The primary aim of the "Novel Excerpts" blog category is to showcase my creative writing, specifically from the novels I've written. Hopefully, these posts will provide a glimpse into my storytelling style, themes, and narrative skills. It's an opportunity to share my artistic expressions and the worlds I've created through my novels.
The Boaz Stenographer, written in 2018, is my fourth novel. I'll post a chapter a day over the next few weeks.
Book Blurb
Walt Shepherd, a 35 year veteran of the White House’s stenographic team, is fired by President Andrew Kane for refusing to lie.
Walt returns to his hometown of Boaz, Alabama and renews his relationship with Regina Gillan, his high school sweetheart, who he had ditched right before graduation to marry the daughter of a prominent local businessman. Regina has recently moved back to Boaz after forty years in Chicago working at the Tribune. She is now editor of the Sand Mountain Reporter, a local newspaper.
Walt and Regina’s relationship transforms into a once in life love at the same time they are being immersed in a growing local and national divide between Democrats and traditional Republicans, and extremist Republicans (known as Kanites) who are becoming more dogmatic about the revolution that began during President Kanes campaign.
Walt accepts two part-time jobs. One as a stenography instructor at Snead State Community College in Boaz, and one as an itinerant stenographer with Rains & Associates out of Birmingham.
Walt later learns the owner of Rains & Associates is also one of five men who created the Constitution Foundation and is involved in a sinister plot to destroy President Kane, but is using an unorthodox method to achieve its objective. The Foundation is doing everything it can to prevent President Kane from being reelected in 2020, and is scheming to initiate a civil war that will hopefully restore allegiance to the U.S. Constitution.
While Walt is writing a book, The Coming Civil War, he is, unwittingly, gathering key information for the Constitution Foundation.
Will Walt discover a connection between the Foundation and the deaths of three U.S. Congressmen in time to save his relationship with Regina, prevent President Kane from being reelected as the defacto head of a Christian theocracy, and the eruption of a civil war that could destroy the Nation ?
Chapter 4
My meeting with Dean Naylor was cut short by a ‘human issue’ as he called it. Seems like an assistant coach and the new head basketball coach hired during the Christmas holidays were having difficulty expressing brotherly love. During the twenty minutes we had before Naylor was called to the gymnasium, we discussed the second semester stenographic course I was to teach on Monday and Thursday evenings from 6:00 to 9:00 p.m., including lab time. From his bragging about Snead State winning last year’s Tri-State Regional Stenographic Tournament, I could tell he had high expectations. He also was supportive of my decision to stand up against the President. As Naylor was rushing out of his office he said, “Thanks for being a man of principle when you chose truth over job security. Let’s have lunch one day soon and I’ll introduce you to a couple of other supporters.” With that, he was gone leaving me sitting in his office.
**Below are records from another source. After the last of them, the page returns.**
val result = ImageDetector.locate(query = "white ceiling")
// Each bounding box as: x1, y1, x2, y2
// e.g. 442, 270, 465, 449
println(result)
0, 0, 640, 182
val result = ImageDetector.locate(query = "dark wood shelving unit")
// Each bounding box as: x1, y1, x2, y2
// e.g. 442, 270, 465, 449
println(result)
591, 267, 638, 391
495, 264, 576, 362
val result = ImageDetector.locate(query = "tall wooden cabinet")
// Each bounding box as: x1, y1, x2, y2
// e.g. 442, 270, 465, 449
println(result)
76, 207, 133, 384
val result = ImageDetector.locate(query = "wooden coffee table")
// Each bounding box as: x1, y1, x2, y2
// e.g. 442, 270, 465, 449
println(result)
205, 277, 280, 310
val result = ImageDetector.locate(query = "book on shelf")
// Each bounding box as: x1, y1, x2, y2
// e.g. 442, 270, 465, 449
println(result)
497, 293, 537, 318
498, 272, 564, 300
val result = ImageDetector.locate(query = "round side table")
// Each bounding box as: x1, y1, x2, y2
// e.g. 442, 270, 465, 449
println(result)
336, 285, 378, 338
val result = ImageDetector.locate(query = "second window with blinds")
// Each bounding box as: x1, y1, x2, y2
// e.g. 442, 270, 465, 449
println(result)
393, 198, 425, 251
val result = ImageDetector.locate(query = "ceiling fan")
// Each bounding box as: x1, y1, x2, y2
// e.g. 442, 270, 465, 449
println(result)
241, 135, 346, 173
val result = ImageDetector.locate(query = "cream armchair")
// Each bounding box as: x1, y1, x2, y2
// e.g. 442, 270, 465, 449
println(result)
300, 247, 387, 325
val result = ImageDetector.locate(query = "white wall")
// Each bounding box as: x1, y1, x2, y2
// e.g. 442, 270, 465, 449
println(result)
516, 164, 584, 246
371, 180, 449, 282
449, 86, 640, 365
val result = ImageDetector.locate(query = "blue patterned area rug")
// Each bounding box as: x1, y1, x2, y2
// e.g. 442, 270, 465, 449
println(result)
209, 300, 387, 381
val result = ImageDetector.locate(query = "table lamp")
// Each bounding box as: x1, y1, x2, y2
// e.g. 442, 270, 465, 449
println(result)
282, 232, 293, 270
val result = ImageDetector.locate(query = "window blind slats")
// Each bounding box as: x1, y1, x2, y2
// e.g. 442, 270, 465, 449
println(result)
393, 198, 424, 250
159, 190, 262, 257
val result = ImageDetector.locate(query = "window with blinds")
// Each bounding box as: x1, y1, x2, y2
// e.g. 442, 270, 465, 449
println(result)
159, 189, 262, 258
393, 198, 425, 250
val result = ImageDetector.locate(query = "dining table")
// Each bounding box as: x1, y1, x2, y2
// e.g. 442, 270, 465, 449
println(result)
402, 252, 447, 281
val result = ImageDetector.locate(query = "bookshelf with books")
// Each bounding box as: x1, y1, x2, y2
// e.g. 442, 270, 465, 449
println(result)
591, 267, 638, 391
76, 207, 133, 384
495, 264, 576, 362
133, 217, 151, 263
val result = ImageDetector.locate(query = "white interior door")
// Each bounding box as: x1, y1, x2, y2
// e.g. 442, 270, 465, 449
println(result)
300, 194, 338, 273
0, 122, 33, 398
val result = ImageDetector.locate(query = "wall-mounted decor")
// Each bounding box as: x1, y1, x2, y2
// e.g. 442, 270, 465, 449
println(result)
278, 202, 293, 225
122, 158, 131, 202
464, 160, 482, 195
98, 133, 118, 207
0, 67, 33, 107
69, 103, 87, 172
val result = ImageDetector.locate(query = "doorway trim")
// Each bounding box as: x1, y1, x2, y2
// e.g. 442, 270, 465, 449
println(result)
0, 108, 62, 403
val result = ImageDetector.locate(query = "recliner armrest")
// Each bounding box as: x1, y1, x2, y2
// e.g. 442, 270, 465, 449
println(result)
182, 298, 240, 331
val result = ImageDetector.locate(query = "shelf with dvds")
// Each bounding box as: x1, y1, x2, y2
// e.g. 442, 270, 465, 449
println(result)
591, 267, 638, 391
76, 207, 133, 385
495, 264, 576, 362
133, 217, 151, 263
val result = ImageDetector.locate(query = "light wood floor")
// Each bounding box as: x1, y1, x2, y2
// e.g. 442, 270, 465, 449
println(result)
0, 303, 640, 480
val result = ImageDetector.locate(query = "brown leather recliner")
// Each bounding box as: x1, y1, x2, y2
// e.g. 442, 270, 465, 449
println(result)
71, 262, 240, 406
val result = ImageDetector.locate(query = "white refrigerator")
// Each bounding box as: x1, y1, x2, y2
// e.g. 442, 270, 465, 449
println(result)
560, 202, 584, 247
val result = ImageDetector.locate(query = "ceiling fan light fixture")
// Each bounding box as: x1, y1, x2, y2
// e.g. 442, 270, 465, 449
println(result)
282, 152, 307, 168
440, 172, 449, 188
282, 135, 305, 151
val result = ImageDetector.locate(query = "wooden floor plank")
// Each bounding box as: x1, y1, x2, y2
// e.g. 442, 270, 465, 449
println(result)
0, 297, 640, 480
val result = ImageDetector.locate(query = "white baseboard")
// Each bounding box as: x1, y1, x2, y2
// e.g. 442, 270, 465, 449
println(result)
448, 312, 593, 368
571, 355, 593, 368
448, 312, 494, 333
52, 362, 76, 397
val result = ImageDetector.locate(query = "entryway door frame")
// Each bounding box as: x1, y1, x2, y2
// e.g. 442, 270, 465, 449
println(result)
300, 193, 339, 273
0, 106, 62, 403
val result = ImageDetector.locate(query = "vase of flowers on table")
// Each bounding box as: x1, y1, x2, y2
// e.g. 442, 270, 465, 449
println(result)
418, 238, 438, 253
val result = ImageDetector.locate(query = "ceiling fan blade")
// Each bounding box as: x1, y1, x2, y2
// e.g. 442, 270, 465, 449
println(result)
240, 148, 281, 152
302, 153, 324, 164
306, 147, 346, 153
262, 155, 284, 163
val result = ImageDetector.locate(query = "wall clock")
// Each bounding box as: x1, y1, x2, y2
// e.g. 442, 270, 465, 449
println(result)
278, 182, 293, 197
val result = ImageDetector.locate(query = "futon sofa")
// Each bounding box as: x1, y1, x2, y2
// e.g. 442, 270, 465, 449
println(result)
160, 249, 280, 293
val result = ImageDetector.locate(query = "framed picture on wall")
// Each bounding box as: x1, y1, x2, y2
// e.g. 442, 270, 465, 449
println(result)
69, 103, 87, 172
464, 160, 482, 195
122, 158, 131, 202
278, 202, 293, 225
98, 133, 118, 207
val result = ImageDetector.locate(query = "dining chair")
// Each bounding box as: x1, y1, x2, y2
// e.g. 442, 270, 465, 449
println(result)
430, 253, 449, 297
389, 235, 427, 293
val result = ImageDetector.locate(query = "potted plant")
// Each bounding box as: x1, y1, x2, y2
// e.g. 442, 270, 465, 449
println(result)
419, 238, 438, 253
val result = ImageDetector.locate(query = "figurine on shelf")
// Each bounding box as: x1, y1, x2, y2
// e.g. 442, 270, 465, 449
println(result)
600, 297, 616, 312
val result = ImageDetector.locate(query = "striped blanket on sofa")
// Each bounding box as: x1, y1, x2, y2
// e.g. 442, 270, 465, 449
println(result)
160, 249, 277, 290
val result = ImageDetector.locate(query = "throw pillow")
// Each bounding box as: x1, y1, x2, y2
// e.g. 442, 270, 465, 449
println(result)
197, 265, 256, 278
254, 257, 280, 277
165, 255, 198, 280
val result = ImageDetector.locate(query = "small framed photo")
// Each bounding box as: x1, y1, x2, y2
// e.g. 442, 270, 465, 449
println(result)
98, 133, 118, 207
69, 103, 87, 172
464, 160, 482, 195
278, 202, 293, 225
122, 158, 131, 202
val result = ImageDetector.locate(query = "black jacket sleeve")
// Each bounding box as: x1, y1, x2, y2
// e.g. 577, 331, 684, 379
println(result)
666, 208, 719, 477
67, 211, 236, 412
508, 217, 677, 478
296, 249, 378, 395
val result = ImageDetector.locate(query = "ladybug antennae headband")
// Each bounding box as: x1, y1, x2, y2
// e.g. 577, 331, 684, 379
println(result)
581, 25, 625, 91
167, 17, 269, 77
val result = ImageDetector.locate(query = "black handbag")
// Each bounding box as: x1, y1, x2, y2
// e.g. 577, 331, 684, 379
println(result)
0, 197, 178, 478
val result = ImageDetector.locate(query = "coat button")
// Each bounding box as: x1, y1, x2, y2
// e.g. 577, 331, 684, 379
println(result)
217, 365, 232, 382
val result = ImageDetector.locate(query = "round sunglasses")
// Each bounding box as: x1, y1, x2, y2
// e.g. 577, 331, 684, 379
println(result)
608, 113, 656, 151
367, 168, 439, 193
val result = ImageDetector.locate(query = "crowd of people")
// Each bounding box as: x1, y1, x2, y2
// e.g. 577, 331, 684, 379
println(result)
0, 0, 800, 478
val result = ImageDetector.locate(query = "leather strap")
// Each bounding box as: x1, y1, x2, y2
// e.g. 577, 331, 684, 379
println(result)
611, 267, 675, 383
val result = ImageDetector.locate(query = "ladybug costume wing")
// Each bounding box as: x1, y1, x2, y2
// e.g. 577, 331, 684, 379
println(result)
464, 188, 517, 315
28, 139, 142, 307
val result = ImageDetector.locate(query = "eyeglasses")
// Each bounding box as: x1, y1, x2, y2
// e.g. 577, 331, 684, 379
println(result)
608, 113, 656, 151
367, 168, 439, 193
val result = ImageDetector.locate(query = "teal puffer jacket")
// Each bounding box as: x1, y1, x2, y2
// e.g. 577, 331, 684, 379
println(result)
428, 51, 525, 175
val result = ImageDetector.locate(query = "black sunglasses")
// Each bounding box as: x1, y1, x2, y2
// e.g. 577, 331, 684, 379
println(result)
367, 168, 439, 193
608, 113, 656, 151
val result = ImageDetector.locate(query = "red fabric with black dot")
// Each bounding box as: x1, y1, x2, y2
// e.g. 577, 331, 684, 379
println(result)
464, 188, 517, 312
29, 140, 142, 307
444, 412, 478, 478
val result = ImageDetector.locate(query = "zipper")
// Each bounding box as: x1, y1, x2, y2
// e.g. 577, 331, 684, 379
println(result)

For five minutes or so I continued to sit and reminisce. After graduating from Boaz High School in 1972, I couldn’t make my mind up about what profession I wanted to pursue. So, I spent the next year here, what was then called Snead State Junior College, taking general curriculum courses. The Dean’s secretary came in and said she had to run an errand and needed to lock-up his office. I walked out and instead of descending the nearby stairs to the first floor I walked down the long hallway towards the classroom Jennifer and I had taken a Speech class together. The room was the old auditorium. I sat down in a seat closest to the area I remembered sitting every day during that semester. I imagined Jennifer right beside me, her blowing that crazy, unruly black curl out of her right eye. That was January 1973. Where in hell had forty-five years gone? “You got to leave, I’m locking up.” A short, older man holding a key ring with a hundred keys shouted from the double doors by the hallway.